In Reversal, Full School Committee Ratifies Pact with Educators Related to Remote Learning

Haverhill Education Association President Anthony J. Parolisi at a 2019 Haverhill School Committee meeting. (WHAV News file photograph.)

Update: Educators approved the agreement during Friday voting.

The Haverhill School Committee changed its mind last night and approved an agreement with educators that governs next week’s rollout of remote learning.

Committee members voted unanimously to approve the understanding that was hammered out earlier this week between the Haverhill Education Association and school negotiators. The breakthrough came after three members withdrew objections to paying a full-year of activity stipends for a reduced school year. Unable to approve the original pact, the full committee instead voted Wednesday to send back an amendment. Union President Anthony J. Parolisi told members he is “both excited and relieved” at the turn of events.

The accord requires all union members to work remotely, but with greater flexibility than originally proposed by Superintendent Margaret Marotta; continue receiving the same pay and benefits, check emails at least twice a day; try to meet a goal of having visual contact with each student a minimum of twice per week; and other measures. Those who are considered “essential staff” by the superintendent agree to report to work if the business of the district requires it. The school department also agreed take whatever “precautionary measures” it can to prevent teachers’ from being “videotaped or otherwise hacked… for ill purposes.” Both sides also agreed to continue bargaining to decide how teachers will receive their evaluations.

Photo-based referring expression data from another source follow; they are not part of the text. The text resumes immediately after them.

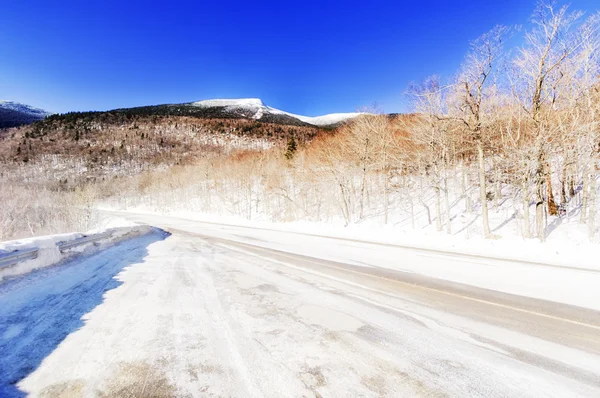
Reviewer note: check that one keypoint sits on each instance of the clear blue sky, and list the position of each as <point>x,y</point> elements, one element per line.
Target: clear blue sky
<point>307,57</point>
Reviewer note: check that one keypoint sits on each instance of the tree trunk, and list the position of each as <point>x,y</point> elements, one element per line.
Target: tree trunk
<point>592,207</point>
<point>447,205</point>
<point>526,217</point>
<point>386,199</point>
<point>483,192</point>
<point>438,208</point>
<point>464,184</point>
<point>584,195</point>
<point>539,206</point>
<point>552,207</point>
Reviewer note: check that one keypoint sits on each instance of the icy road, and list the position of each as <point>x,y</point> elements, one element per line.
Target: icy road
<point>216,310</point>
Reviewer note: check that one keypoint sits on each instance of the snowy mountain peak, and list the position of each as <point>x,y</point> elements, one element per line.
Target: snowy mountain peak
<point>18,107</point>
<point>257,108</point>
<point>14,114</point>
<point>243,102</point>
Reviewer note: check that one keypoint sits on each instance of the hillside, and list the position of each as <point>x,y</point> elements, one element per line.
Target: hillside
<point>245,108</point>
<point>92,145</point>
<point>13,114</point>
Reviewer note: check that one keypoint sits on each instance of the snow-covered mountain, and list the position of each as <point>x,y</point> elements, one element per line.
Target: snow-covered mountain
<point>16,114</point>
<point>255,108</point>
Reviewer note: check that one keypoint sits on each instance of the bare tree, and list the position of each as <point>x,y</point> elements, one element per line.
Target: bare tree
<point>471,92</point>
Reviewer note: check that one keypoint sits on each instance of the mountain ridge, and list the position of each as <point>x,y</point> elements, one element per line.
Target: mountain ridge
<point>13,114</point>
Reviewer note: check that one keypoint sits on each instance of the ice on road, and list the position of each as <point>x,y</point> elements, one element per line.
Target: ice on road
<point>194,316</point>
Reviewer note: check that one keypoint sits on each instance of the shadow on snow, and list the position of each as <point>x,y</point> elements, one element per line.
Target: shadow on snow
<point>39,310</point>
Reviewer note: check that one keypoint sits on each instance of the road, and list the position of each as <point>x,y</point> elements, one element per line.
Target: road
<point>217,311</point>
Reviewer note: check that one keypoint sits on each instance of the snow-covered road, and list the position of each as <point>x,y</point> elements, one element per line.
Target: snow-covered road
<point>223,311</point>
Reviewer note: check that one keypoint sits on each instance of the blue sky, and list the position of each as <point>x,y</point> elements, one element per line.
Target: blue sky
<point>308,57</point>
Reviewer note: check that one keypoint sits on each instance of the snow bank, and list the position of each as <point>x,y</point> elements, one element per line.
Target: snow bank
<point>48,247</point>
<point>260,109</point>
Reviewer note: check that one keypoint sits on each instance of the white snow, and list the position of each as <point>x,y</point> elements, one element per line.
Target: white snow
<point>259,109</point>
<point>570,279</point>
<point>49,253</point>
<point>185,317</point>
<point>16,106</point>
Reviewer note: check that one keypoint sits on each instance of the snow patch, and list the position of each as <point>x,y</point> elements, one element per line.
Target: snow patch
<point>259,109</point>
<point>48,248</point>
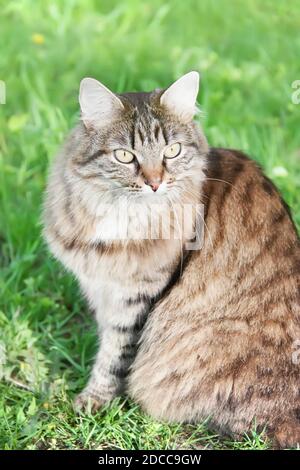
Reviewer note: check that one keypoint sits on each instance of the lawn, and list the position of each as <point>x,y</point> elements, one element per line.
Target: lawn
<point>248,54</point>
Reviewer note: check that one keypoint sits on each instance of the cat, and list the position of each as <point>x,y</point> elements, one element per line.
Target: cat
<point>188,333</point>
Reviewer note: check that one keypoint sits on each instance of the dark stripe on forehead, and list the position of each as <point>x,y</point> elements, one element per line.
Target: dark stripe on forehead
<point>163,130</point>
<point>86,159</point>
<point>132,135</point>
<point>156,131</point>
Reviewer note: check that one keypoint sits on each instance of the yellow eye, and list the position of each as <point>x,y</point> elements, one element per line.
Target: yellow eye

In an email to his members, Parolisi said School Committee member Scott W. Wood Jr. reversed his initial concern after the two spoke and then won buy-in from fellow members Maura L. Ryan-Ciardiello and Toni Sapienza-Donais. The original agreement was negotiated by member Richard J. Rosa and Paul A. Magliocchetti and also received support from member Gail M. Sullivan.

While the union was successful in having certain stipends paid, it could not do the same for athletics. Parolisi explained, “We have unit members who coach baseball, softball, things like that, and those stipends aren’t in our contract so we weren’t able to protect that income.”

Educators are expected to ratify the agreement during an online vote today.